0
0
Apache Sparkdata~5 mins

Reading CSV files with options in Apache Spark

Choose your learning style9 modes available
Introduction

We use options to tell Spark exactly how to read a CSV file. This helps Spark understand the file better and get the data right.

When the CSV file has a header row with column names.
When the data uses a separator other than a comma, like a semicolon or tab.
When you want to ignore bad or corrupted lines in the file.
When you want to specify how to handle missing values.
When you want to control how Spark infers data types.
Syntax
Apache Spark
spark.read.option("option_name", "option_value").csv("file_path")

You can chain multiple option() calls to set different options.

Common options include header, sep, inferSchema, and mode.

Examples
Reads a CSV file where the first row has column names.
Apache Spark
df = spark.read.option("header", "true").csv("data.csv")
Reads a CSV file with semicolon separators and a header row.
Apache Spark
df = spark.read.option("sep", ";").option("header", "true").csv("data.csv")
Reads a CSV file and tries to guess the data types of each column.
Apache Spark
df = spark.read.option("inferSchema", "true").csv("data.csv")
Reads a CSV file and skips lines that are corrupted or badly formatted.
Apache Spark
df = spark.read.option("mode", "DROPMALFORMED").csv("data.csv")
Sample Program

This program reads a CSV file named example.csv that uses semicolons to separate values and has a header row. It also asks Spark to guess the data types of each column.
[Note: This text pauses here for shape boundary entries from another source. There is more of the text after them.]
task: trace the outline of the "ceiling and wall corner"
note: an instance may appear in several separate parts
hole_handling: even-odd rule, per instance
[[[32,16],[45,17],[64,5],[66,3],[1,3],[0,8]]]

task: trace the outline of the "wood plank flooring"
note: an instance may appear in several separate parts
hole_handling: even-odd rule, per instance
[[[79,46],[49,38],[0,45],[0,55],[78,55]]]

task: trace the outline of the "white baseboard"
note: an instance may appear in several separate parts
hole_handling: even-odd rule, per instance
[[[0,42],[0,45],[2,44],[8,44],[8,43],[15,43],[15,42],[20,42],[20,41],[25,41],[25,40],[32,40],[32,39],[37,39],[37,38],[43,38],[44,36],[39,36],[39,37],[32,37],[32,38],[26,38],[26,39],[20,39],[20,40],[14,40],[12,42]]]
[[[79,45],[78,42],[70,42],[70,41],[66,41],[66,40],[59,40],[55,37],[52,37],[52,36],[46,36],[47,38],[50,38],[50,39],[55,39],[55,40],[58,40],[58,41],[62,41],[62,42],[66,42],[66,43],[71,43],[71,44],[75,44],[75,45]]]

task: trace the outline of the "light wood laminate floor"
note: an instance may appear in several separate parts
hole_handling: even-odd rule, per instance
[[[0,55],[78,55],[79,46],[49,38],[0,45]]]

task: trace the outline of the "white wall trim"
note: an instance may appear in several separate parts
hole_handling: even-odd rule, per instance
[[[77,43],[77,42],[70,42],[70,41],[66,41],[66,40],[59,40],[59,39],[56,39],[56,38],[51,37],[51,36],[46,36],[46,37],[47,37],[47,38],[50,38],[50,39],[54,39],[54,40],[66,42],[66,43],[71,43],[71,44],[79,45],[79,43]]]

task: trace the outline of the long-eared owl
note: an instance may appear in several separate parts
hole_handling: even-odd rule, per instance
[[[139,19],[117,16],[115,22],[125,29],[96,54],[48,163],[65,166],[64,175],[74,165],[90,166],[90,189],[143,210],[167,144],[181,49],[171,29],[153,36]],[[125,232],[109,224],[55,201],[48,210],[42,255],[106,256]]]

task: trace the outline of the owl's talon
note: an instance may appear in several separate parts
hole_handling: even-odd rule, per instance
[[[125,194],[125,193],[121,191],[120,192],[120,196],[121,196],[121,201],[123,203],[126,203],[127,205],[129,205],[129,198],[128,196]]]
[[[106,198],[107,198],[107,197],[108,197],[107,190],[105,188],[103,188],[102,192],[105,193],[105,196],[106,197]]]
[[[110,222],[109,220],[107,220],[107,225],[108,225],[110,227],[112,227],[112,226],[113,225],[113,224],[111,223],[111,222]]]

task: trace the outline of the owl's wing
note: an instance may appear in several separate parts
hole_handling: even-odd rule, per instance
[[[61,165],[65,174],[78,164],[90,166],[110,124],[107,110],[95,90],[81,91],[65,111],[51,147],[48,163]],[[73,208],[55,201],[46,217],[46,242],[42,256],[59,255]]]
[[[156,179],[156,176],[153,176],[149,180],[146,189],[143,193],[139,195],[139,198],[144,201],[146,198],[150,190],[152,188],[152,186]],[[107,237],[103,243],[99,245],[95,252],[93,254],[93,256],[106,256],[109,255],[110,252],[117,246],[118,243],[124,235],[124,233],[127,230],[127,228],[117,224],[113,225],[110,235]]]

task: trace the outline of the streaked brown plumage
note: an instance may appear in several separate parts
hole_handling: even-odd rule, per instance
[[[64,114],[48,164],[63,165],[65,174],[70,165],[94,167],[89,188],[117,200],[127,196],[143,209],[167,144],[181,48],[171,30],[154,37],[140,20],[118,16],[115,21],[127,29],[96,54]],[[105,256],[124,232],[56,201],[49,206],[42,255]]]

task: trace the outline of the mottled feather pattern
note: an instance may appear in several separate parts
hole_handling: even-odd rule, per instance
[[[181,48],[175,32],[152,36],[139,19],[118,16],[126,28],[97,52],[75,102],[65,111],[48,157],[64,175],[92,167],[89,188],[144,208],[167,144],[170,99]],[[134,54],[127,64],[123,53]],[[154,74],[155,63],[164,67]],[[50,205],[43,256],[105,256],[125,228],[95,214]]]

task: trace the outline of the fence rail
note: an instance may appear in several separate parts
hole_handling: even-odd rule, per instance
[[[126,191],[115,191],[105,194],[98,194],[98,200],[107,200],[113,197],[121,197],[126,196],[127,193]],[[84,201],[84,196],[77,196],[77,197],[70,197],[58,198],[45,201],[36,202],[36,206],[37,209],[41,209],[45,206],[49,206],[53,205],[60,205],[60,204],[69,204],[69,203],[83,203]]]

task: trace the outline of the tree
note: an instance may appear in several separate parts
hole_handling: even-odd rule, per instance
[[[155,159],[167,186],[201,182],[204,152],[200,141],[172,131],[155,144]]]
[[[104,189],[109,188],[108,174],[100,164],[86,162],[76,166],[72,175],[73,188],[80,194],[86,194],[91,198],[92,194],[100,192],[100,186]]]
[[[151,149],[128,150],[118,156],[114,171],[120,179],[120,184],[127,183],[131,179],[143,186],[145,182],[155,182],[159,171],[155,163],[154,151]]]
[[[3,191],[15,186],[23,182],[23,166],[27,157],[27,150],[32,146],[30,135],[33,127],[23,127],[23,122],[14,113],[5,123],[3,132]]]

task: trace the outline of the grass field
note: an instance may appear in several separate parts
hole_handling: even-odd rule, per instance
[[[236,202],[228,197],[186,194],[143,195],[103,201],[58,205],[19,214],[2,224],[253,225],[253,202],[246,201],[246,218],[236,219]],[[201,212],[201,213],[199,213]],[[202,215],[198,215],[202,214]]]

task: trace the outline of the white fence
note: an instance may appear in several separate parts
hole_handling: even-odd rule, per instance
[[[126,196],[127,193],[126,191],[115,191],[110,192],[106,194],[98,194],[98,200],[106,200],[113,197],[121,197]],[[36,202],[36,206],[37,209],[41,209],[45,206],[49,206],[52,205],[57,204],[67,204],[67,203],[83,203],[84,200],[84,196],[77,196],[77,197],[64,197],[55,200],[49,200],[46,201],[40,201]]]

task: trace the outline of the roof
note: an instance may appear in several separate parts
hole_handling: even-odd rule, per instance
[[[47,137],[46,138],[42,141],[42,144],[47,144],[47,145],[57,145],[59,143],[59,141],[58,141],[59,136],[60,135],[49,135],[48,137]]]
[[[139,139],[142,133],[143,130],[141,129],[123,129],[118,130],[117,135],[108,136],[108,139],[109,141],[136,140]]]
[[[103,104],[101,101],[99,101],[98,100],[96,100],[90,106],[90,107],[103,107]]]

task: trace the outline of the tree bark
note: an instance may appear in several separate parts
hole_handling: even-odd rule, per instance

Then it prints the schema and the data.

Apache Spark
from pyspark.sql import SparkSession

spark = SparkSession.builder.appName("CSVOptionsExample").getOrCreate()

# Read CSV with header, semicolon separator, and infer schema
file_path = "example.csv"
df = spark.read.option("header", "true")\
               .option("sep", ";")\
               .option("inferSchema", "true")\
               .csv(file_path)

# Show the data
print("DataFrame schema:")
df.printSchema()
print("DataFrame content:")
df.show()

spark.stop()
OutputSuccess
Important Notes

Setting header to true tells Spark to use the first row as column names.

The inferSchema option can slow down reading for big files but gives correct data types.

The mode option controls how Spark handles bad lines: PERMISSIVE (default), DROPMALFORMED, or FAILFAST.

Summary

Use options to customize how Spark reads CSV files.

Common options include header, sep, inferSchema, and mode.

Setting options correctly helps Spark read data accurately and avoid errors.